Recently, a petition on Change.org was started by UI student Brad Pector to dismiss Harreld from the presidency. As of the time of publication, 696 people had signed. “I started the petition after hearing three similar conversations, which I was not a part of, condemning the new president, all in the span of about two hours,” Pector said.
The very fact that a petition has been started and already has gained this much momentum is telling that the appointment of Harreld as the new president is not reflective of what the UI community wants.
There are many signs that Harreld is not fit to be the new president. Most alarming to me is his response to a question he received at a recent open forum about Sally Mason’s six-point plan to curb sexual assault: “I read the six-point plan. I can’t remember all six points. Shame on me. I have a two-letter plan. N-O.”
Pector, along with many other students whose angry posts I have read on Facebook, also shares this concern. “It’s about creating an atmosphere in which people learn and respect each other with empathy, celebrate difference, and value each other beyond financial reciprocity,” he said. “It’s about the women and minorities that will not be represented in his ideas or practice. The corporate U.S. business standard does not support them, and I highly doubt he will. He has no idea how to create an inclusive community. His job history supports the opposite of that: strategically market for capital gain; subjugate others for personal success.”
Harreld has no former experience as an academic, or at least none that will help him in his new role as UI president. Harreld has spent 33 years working in the business world as vice president of strategy and marketing at IBM and a corporate executive position for the restaurant chain Boston Chicken, now called Boston Market.

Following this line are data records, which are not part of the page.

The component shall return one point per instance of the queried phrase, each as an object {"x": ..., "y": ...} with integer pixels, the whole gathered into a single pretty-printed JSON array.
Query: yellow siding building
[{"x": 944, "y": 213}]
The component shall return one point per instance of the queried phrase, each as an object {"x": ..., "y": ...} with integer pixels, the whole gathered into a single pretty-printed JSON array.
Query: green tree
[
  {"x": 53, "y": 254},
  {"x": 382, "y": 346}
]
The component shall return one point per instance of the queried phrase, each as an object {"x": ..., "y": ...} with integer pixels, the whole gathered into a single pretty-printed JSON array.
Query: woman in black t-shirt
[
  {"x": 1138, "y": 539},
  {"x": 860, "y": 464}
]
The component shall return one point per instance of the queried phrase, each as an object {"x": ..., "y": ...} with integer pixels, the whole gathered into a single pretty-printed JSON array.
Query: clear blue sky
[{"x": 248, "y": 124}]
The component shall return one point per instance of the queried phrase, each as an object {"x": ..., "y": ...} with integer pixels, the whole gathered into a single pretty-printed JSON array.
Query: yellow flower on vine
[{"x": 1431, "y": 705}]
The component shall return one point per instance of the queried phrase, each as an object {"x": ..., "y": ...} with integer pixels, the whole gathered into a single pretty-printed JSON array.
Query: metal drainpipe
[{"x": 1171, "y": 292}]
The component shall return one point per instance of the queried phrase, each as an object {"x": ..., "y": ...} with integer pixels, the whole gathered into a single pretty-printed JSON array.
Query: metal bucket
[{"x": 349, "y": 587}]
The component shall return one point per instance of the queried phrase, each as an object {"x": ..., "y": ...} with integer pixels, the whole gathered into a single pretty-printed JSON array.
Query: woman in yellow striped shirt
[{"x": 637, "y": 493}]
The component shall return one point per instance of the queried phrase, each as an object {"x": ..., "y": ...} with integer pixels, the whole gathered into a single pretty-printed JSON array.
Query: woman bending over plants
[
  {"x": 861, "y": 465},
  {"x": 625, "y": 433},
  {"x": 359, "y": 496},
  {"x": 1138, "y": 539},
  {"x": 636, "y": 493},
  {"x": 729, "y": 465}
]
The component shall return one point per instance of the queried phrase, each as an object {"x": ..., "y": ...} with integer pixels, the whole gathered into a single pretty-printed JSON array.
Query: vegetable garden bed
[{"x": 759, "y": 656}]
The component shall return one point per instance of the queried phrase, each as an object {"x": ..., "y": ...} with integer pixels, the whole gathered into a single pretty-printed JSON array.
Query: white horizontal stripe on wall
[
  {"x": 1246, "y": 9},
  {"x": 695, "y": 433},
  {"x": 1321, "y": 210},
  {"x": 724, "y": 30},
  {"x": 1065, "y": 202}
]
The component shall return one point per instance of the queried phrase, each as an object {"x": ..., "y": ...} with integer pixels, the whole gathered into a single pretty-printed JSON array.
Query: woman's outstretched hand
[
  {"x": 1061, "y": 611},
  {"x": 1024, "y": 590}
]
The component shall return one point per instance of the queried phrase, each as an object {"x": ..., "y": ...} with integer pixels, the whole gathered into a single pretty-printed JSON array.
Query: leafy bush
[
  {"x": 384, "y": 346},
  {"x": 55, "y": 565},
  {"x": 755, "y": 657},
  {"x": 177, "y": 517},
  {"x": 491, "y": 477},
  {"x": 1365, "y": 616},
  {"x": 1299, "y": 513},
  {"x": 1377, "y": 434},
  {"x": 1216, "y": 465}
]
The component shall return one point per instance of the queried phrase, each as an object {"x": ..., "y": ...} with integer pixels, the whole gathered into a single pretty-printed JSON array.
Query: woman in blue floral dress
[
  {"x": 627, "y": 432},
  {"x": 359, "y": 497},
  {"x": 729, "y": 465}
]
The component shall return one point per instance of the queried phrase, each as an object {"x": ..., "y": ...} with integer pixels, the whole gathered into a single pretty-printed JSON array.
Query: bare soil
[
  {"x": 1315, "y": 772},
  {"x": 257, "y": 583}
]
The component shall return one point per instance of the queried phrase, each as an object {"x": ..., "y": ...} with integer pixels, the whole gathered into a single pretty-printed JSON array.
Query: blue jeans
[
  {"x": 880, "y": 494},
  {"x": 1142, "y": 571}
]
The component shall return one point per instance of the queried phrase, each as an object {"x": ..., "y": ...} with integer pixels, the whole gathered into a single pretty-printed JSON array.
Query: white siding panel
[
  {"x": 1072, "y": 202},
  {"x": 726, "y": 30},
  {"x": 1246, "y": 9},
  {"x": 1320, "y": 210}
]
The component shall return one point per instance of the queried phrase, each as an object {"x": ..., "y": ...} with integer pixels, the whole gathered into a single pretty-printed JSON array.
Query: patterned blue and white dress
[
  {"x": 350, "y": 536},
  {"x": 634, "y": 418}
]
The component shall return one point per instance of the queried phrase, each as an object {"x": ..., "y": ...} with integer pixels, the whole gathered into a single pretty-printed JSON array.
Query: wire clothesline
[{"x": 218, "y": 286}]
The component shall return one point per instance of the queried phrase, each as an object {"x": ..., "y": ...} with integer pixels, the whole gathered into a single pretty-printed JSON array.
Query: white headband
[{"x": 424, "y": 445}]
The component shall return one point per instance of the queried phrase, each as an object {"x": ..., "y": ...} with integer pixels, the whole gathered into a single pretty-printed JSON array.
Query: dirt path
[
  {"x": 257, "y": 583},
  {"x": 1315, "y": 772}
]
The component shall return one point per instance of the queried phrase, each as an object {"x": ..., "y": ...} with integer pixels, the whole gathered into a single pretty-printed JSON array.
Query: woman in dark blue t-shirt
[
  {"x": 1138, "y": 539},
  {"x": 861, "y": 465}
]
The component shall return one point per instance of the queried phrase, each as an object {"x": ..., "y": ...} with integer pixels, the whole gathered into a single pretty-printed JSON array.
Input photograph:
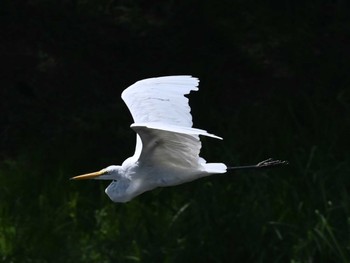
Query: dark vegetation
[{"x": 274, "y": 83}]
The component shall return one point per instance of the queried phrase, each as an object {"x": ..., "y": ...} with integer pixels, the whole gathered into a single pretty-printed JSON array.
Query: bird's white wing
[
  {"x": 161, "y": 100},
  {"x": 161, "y": 113}
]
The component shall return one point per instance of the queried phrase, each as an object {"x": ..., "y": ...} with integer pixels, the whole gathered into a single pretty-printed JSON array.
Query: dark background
[{"x": 274, "y": 83}]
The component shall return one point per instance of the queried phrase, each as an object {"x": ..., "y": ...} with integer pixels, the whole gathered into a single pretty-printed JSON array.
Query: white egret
[{"x": 167, "y": 147}]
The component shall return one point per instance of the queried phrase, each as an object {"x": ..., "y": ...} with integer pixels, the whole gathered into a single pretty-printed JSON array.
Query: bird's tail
[{"x": 215, "y": 168}]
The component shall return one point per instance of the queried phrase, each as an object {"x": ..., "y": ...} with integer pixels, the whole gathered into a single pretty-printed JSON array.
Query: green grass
[{"x": 296, "y": 214}]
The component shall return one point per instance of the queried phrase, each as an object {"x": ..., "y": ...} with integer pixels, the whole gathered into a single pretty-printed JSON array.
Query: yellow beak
[{"x": 89, "y": 176}]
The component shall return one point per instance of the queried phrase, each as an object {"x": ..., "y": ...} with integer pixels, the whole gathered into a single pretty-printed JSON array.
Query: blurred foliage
[{"x": 274, "y": 82}]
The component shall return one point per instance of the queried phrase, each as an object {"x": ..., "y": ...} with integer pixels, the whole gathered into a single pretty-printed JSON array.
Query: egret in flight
[{"x": 167, "y": 147}]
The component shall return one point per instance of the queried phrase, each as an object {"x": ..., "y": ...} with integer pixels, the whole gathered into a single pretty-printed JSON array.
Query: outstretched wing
[
  {"x": 161, "y": 100},
  {"x": 162, "y": 119}
]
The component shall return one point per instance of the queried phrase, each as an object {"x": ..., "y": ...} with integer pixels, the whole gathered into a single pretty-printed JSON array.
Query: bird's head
[{"x": 112, "y": 172}]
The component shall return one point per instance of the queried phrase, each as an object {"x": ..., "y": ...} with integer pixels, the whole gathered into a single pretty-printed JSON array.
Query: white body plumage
[{"x": 167, "y": 147}]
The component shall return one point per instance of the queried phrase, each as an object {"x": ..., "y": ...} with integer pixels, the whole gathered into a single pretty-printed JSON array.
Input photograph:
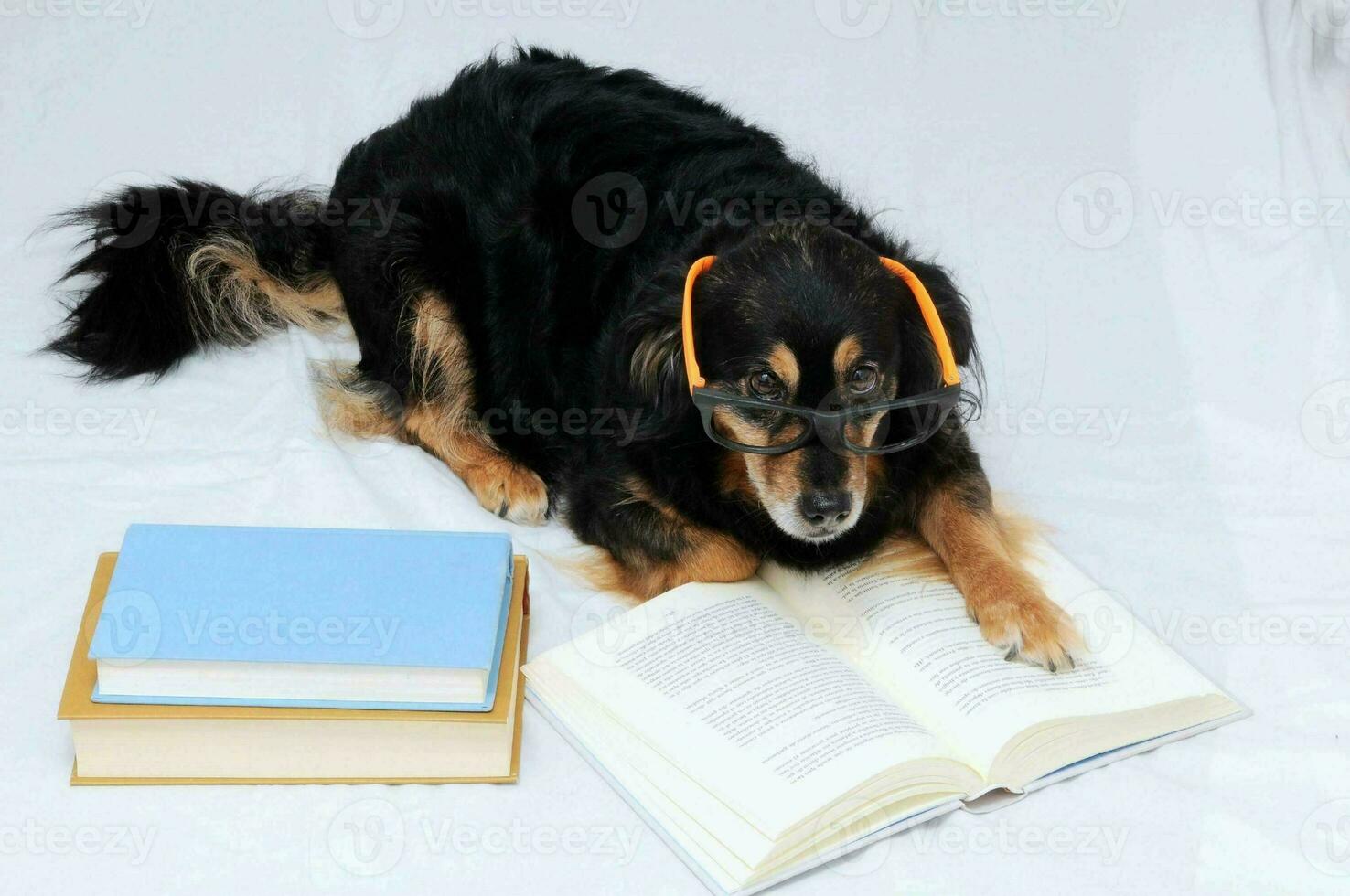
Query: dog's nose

After this, he spent six years teaching at the Harvard Business School.
The American Association of University Professors surveyed University of Iowa faculty and students about their opinions of Harreld, and the results are telling: Fewer than 3 perhaps said they believe Harreld is qualified to be president. When asked about the three other presidential finalists that were candidates for the position — who were all academics at other universities — more than 90 percent of those surveyed said they were qualified to hold the position of president.
On top of this, Harreld is slated to make $590,000 per year starting Nov. 1 of this year. Former UI President Sally Mason made $525,828 in June 2014, after seven years of being president. Why is Harreld’s salary so much higher than Mason’s? Because of his corporate connections? Because he is a man? Like many of the other questions raised in regards to his appointment as president, maybe we will never get a straight answer.
I don’t know if Harreld’s corporate business standards will inform his decisions as a president for a public university, but I do know that him being appointed after only 2.6 percent of faculty approval clearly signals that the state Board of Regents is disregarding what the constituents of the UI feel is best for them. This is upsetting and incredibly undemocratic, to say the least.